I hear they are no longer given sufficient time to research stories properly. Some, angry and disillusioned, are “simply waiting for their redundo cheque”.


But the keyboard warriors are failing to meet their targets, I am told. And so, rather than hiring talented reporters to bring in compelling stories, bosses are ordering that they mine ancient tales that might gain clicks.


The date of these stories is, naturally, kept from the poor reader. Not all of them are fooled. “Ripoff”, “lazy crap” and “churnalism” are some of the comments hurled at Reach.


The Express carried a piece with the headline: “Doctor decapitated by lift in horror hospital accident as colleague watches on”.


I would read that. In fact, I probably did. It’s a story from 2003.

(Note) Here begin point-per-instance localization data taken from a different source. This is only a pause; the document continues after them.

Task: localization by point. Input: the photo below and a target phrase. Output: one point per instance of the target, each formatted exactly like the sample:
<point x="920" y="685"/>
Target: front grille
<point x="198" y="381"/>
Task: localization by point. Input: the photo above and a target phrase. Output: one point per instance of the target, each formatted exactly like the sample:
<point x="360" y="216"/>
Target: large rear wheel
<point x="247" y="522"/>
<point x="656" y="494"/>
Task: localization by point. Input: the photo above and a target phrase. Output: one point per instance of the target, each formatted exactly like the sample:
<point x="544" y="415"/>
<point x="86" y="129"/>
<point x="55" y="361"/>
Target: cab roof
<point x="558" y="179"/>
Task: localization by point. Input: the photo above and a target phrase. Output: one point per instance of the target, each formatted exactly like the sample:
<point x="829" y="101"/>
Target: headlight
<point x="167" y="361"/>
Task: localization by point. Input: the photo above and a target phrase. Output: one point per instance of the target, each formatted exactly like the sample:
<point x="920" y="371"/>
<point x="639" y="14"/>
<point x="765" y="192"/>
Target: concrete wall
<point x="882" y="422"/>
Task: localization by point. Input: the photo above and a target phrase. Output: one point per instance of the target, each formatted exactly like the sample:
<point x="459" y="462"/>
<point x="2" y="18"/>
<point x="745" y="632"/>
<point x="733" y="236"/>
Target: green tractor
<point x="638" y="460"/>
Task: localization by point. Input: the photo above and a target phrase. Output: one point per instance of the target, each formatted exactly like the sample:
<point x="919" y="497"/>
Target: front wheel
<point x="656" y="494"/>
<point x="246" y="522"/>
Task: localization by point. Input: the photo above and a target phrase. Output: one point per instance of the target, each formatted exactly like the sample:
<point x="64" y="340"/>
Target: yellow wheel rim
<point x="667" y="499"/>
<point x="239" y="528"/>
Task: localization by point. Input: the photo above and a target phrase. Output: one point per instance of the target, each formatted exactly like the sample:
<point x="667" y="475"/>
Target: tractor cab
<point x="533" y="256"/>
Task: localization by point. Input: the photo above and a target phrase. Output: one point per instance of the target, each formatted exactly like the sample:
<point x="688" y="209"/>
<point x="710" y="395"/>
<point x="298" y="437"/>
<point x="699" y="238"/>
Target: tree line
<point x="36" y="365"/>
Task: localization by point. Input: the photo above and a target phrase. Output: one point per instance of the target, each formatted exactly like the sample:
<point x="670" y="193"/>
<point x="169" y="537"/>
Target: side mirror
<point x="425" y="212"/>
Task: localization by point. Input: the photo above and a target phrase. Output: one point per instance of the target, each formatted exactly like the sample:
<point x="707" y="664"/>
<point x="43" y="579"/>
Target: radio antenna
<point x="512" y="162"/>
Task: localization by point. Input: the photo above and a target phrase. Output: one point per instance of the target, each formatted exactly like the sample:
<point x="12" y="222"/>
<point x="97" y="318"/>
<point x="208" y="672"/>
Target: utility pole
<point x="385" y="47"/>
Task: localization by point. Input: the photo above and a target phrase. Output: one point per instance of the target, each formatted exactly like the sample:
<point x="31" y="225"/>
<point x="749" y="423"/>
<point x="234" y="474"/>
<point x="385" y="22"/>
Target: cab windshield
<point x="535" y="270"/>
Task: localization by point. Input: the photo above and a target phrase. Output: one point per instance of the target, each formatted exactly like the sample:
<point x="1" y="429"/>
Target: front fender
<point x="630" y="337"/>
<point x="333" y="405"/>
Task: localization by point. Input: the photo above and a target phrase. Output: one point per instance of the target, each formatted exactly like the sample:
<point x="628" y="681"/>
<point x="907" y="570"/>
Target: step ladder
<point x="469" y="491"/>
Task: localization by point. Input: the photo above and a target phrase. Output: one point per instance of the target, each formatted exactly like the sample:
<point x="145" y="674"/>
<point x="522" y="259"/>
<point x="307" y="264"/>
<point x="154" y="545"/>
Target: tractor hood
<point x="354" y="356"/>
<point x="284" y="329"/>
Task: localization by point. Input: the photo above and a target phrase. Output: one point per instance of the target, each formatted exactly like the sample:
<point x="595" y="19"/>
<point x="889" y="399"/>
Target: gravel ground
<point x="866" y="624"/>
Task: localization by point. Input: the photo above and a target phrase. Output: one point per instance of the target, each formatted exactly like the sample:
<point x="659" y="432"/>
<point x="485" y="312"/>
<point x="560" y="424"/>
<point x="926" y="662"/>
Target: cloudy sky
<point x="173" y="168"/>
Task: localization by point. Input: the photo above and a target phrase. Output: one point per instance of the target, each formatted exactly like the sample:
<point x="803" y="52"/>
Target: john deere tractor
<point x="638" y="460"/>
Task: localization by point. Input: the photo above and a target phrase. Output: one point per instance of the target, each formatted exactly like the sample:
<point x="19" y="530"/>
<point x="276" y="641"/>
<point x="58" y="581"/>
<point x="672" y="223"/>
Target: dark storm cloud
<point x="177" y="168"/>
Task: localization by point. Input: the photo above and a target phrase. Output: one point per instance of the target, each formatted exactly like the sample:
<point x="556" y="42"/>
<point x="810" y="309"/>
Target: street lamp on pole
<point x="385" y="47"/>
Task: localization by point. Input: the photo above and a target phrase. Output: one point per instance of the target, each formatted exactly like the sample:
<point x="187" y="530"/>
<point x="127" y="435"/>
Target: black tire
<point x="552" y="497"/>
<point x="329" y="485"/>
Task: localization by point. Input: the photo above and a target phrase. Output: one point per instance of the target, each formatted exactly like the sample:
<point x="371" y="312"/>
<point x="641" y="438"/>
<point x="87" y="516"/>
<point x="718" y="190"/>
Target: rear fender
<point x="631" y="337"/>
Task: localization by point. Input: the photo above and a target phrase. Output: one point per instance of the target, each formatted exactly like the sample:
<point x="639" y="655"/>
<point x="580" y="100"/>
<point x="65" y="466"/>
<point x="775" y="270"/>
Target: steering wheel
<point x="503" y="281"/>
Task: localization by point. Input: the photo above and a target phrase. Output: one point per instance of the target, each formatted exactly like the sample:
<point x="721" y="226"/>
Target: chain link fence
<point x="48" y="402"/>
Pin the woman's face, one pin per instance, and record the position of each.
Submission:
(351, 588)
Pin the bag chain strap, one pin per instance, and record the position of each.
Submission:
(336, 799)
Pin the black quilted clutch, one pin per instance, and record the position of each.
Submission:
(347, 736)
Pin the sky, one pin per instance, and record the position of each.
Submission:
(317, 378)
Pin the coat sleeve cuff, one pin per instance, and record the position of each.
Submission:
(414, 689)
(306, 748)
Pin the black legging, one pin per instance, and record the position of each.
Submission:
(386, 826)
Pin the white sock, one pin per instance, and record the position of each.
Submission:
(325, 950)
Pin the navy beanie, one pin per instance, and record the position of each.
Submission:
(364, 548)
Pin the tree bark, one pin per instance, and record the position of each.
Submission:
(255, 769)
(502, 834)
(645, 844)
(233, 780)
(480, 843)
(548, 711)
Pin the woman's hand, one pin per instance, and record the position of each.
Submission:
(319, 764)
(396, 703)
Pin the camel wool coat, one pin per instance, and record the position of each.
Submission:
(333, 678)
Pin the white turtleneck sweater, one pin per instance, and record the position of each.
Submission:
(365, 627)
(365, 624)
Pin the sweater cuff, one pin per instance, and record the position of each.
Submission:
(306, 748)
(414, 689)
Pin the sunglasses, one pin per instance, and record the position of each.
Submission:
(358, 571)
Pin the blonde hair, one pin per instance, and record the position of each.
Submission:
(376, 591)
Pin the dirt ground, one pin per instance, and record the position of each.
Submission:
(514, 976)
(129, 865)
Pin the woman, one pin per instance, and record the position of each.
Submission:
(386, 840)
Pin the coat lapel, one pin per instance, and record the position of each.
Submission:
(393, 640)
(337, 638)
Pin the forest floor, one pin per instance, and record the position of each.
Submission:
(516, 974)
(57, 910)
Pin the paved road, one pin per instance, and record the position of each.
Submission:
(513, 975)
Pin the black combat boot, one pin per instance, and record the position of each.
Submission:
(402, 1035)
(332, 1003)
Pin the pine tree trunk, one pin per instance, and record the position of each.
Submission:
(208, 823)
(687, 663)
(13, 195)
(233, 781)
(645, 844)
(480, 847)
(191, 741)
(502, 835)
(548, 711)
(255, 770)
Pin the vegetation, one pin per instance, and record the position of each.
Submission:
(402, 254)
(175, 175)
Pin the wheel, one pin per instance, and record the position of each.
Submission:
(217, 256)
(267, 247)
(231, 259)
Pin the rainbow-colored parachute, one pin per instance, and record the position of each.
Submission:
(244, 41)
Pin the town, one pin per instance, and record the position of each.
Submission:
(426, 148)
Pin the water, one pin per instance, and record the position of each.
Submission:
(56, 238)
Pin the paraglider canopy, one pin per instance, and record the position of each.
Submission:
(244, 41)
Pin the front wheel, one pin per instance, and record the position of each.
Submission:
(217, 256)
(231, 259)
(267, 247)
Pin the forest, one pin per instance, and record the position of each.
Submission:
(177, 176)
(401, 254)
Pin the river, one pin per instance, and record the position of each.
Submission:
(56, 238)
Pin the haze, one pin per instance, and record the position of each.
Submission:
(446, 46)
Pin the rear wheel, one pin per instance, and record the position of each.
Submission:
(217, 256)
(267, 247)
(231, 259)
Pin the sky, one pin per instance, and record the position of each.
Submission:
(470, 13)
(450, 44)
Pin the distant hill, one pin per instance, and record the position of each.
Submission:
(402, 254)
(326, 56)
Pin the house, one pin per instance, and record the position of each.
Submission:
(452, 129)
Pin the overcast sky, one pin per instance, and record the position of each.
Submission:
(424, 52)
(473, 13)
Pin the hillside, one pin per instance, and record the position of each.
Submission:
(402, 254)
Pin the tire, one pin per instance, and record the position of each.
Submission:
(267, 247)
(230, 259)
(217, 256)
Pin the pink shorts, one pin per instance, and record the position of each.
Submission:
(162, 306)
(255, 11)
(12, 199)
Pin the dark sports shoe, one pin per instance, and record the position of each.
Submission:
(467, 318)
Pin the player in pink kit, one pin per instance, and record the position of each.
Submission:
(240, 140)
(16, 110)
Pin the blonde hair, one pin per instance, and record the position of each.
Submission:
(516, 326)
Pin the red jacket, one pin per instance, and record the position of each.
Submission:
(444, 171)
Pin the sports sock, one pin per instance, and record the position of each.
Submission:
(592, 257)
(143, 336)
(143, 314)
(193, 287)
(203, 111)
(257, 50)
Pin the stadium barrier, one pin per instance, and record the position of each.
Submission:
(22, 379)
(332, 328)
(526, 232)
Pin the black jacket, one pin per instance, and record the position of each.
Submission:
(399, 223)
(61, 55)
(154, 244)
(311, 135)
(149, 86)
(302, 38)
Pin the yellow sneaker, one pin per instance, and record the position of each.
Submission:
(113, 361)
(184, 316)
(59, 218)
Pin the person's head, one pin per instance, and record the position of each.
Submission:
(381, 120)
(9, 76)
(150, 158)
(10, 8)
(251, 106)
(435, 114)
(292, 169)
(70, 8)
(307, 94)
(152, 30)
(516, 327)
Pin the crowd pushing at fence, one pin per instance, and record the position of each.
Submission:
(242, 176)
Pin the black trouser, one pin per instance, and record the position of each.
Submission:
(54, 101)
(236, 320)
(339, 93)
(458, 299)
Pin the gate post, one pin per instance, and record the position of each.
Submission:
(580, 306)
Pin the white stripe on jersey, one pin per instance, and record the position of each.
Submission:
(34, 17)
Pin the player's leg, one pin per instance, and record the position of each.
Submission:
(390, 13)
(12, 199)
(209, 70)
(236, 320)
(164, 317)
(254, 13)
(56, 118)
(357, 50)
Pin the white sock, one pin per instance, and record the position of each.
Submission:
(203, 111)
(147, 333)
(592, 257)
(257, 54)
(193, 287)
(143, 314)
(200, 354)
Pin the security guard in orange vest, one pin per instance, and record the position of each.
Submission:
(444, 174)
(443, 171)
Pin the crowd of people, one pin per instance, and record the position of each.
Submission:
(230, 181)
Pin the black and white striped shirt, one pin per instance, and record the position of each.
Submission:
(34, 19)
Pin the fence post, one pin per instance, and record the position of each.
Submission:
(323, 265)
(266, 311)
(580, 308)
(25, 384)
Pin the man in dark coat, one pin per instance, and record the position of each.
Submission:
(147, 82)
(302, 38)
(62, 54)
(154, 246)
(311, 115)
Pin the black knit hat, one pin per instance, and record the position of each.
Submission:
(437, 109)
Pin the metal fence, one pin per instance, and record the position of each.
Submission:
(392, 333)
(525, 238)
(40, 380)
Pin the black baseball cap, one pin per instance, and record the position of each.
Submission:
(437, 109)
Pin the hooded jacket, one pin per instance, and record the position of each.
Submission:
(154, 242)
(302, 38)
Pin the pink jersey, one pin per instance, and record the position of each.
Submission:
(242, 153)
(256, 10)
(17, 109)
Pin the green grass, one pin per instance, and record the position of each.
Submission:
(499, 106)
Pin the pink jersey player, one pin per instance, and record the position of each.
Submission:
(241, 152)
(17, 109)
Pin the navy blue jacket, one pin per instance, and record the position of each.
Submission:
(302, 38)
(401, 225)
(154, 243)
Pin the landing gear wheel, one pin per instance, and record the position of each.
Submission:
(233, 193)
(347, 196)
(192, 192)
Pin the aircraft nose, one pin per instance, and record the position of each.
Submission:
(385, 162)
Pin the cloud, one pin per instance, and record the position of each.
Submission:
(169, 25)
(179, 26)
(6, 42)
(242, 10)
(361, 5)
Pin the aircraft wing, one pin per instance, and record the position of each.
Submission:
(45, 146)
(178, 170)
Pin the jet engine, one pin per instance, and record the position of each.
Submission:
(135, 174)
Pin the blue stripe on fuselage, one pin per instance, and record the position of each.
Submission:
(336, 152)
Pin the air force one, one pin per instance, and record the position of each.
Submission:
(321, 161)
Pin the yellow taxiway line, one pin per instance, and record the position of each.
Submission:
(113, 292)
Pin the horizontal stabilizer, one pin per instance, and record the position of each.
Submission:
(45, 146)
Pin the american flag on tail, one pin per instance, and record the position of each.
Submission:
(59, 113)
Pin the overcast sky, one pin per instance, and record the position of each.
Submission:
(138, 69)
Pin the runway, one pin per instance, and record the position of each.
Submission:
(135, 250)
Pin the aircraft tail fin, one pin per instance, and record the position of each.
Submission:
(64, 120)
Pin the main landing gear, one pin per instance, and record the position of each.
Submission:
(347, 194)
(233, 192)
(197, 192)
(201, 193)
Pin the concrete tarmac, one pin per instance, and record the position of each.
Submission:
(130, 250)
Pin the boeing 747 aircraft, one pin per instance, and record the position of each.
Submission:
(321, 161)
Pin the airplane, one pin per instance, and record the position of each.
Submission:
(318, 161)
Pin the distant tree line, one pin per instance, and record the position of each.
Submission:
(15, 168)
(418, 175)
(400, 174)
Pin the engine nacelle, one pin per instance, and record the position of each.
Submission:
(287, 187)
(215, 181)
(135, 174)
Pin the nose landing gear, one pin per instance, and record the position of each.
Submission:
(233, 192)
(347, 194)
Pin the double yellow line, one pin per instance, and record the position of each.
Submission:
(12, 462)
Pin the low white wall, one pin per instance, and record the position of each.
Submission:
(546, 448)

The Mirror is at it too. “Horrifying final moments of mum killed by gigantic stingray jumping out of sea”, read the heading. (Have you noticed how you never really need to read the story under a Reach headline?) Anyway, that one’s from 2008.


The more gruesome the story, the better editors like it. They are telling reporters: “If it bleeds, it leads.” Whatever that means.


The virus is spreading to Reach’s provincial publications. Leeds Live carried an agency story of a woman pronounced dead for eight minutes who came back to declare: “Death is an illusion.”


Trouble is, they just put a staff byline on it and carried the agency copy… above the original, complete with the agency’s notes.


It seems the Drone leader of last week had a valid point.